Your Jeep's driveline is pretty much your vehicle's backbone. It is componetry from the engine on back that helps send power to the wheels to keep the vehicle moving. We're talking parts like the transmission, transfer case, driveshaft, axle shafts and housings. Left alone as stock they do a more than adequate job, but when stressed following vehicle modifications such as suspension lift kits or larger tires, they easily become under powered or worse - broken.

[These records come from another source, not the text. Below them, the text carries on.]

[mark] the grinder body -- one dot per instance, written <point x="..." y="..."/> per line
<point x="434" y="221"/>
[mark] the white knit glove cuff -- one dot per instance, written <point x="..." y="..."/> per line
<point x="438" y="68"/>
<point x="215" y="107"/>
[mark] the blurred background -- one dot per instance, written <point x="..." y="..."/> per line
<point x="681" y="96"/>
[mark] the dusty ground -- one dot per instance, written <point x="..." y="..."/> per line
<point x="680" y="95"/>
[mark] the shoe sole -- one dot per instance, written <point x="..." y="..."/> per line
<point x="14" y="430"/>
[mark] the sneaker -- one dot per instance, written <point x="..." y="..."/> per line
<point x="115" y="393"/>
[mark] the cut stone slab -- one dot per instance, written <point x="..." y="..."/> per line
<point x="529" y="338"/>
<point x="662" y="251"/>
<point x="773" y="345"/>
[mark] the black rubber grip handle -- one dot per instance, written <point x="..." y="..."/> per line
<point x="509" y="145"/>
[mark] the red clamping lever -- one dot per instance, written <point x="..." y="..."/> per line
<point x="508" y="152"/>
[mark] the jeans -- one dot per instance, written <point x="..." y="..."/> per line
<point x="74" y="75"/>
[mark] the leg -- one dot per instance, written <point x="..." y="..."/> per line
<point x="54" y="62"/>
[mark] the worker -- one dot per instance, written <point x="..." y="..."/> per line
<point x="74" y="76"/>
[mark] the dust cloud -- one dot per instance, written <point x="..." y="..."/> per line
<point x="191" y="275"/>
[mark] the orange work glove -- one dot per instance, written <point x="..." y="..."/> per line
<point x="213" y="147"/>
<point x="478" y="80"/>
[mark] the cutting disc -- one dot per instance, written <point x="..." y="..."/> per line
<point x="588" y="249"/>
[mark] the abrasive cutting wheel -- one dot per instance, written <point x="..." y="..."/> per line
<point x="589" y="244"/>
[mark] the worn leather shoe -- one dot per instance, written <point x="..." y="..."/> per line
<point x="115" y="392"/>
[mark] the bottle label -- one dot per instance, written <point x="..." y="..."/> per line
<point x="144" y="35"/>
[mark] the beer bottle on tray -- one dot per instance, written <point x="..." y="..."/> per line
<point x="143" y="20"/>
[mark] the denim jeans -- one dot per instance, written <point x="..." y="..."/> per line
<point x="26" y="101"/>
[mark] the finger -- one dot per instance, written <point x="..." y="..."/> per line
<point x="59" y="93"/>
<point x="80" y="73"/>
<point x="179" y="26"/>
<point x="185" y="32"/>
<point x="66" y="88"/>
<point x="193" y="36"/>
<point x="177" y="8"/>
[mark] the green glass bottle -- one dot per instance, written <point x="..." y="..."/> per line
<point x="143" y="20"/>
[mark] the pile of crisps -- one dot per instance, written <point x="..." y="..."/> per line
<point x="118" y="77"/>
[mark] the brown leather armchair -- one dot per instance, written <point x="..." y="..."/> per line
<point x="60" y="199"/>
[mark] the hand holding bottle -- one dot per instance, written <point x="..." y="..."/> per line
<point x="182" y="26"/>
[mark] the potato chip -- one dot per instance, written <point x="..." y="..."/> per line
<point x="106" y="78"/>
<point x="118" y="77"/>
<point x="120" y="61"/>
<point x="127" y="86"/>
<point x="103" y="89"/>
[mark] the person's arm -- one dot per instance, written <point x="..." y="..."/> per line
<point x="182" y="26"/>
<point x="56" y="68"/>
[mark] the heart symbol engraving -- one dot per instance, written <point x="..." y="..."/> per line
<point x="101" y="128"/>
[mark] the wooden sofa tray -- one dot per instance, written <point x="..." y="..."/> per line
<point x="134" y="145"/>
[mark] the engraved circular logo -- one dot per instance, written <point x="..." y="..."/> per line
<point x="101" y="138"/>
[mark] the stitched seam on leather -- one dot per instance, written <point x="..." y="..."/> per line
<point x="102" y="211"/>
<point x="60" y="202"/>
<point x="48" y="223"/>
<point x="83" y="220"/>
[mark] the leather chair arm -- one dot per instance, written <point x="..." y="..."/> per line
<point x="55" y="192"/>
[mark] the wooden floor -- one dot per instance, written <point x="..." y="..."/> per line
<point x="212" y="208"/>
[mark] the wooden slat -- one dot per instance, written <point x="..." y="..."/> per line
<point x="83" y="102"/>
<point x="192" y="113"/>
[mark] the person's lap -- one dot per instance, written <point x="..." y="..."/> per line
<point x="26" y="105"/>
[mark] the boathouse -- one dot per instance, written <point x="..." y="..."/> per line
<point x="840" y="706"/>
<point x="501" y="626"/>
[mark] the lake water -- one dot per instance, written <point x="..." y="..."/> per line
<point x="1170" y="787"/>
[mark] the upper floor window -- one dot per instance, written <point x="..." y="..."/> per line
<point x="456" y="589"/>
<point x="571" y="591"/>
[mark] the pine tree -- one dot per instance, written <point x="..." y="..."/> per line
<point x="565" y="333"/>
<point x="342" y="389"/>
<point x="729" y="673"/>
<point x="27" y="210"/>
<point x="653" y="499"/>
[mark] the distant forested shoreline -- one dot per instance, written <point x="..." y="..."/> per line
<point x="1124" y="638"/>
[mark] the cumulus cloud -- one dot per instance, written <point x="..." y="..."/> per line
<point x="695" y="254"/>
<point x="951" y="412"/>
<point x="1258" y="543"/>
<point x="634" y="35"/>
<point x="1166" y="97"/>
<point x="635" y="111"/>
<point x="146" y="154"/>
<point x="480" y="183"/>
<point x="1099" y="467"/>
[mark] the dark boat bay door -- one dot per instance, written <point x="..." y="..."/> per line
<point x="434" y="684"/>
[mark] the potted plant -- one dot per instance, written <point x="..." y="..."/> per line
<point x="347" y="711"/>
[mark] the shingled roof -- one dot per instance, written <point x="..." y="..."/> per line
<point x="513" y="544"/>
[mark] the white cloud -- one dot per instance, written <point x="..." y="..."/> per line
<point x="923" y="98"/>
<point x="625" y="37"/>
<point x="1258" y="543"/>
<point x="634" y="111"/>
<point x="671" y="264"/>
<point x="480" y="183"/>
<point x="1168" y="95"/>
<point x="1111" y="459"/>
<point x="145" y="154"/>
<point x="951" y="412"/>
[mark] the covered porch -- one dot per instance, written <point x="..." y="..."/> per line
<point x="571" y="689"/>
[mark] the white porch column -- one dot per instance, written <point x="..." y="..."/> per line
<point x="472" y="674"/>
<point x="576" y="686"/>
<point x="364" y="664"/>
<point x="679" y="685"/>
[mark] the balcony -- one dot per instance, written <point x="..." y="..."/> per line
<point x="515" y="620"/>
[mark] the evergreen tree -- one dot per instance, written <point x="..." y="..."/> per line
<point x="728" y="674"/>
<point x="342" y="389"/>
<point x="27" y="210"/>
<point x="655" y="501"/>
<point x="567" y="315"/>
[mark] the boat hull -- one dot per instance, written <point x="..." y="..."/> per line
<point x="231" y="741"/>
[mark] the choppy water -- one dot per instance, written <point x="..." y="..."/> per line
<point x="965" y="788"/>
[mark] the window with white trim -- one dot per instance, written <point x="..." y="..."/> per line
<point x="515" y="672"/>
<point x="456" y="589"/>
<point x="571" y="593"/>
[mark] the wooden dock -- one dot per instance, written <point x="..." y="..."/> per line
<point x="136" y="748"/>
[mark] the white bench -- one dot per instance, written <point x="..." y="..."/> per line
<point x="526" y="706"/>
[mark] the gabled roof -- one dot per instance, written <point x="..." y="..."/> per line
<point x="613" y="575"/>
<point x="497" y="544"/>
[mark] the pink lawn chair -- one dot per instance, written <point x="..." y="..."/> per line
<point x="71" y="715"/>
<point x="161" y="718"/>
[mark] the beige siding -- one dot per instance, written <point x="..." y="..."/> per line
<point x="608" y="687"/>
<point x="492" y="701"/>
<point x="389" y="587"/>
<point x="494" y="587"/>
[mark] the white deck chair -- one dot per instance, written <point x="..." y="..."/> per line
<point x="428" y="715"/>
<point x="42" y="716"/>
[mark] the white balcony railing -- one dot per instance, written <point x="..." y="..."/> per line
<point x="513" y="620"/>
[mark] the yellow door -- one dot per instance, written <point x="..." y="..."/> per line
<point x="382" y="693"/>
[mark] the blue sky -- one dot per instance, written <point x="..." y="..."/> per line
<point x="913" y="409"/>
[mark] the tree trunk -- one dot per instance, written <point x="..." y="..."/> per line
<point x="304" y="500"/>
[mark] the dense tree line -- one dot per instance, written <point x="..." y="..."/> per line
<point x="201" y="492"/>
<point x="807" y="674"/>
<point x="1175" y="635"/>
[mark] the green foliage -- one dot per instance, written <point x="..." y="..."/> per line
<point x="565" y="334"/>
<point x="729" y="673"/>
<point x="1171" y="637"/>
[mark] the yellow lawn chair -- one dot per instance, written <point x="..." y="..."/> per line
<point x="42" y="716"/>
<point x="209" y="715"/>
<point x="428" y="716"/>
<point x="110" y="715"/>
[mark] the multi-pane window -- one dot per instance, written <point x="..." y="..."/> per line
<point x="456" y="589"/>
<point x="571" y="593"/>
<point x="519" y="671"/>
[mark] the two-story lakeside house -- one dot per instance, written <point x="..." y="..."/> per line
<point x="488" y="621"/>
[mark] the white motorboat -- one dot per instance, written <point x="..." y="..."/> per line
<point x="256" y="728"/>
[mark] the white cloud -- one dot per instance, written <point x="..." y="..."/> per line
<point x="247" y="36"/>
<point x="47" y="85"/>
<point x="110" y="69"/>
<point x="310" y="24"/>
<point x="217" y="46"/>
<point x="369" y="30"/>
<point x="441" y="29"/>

How you plan to drive, once you've made these modifications in lift or tire size, will ideally determine if you just need to just beef up existing driveline components or look at heavy-duty replacements, such as replacing your driveshaft. For many, adding a lift and larger tires is simply a way to accomplish that rugged look with the occasional off-road experience. Beefing up parts like the transfer case with a Slip Yoke Eliminator kit as well as swapping to a stronger drive shaft can help reduce driveline vibration and improve driveline angle which makes for a smoother ride. Other parts like replacement wheel hubs and bearings can help support the stock axle shaft when larger tires are added. Another thing to look at is the axle itself and changing out the seals and bearing, or even strengthening the ring and pinion with a heavy duty performance set.
However, you can only beef up driveline components so much before you max out their capability and need to start looking at replacements; especially if your plans are for moderate to severe off-roading. One of the first changes people make is to the vehicle's differential by either adding lockers to gain better traction off-road, or by changing out the ring and pinion gears to help restore the power lost following a tire upgrade. Depending on the amount of off-roading, you may even want to upgrade the axle assemblies to a stronger Dana 44 or extra-heavy duty Dana 60 as these do a great job holding up to the abuse of those larger tires in all off-road conditions.
Of course, there are also plenty of replacement accessories available as well such as shifter boots, seals, fluids, gaskets, and hardware which will cover pretty much all types of driveline repair projects.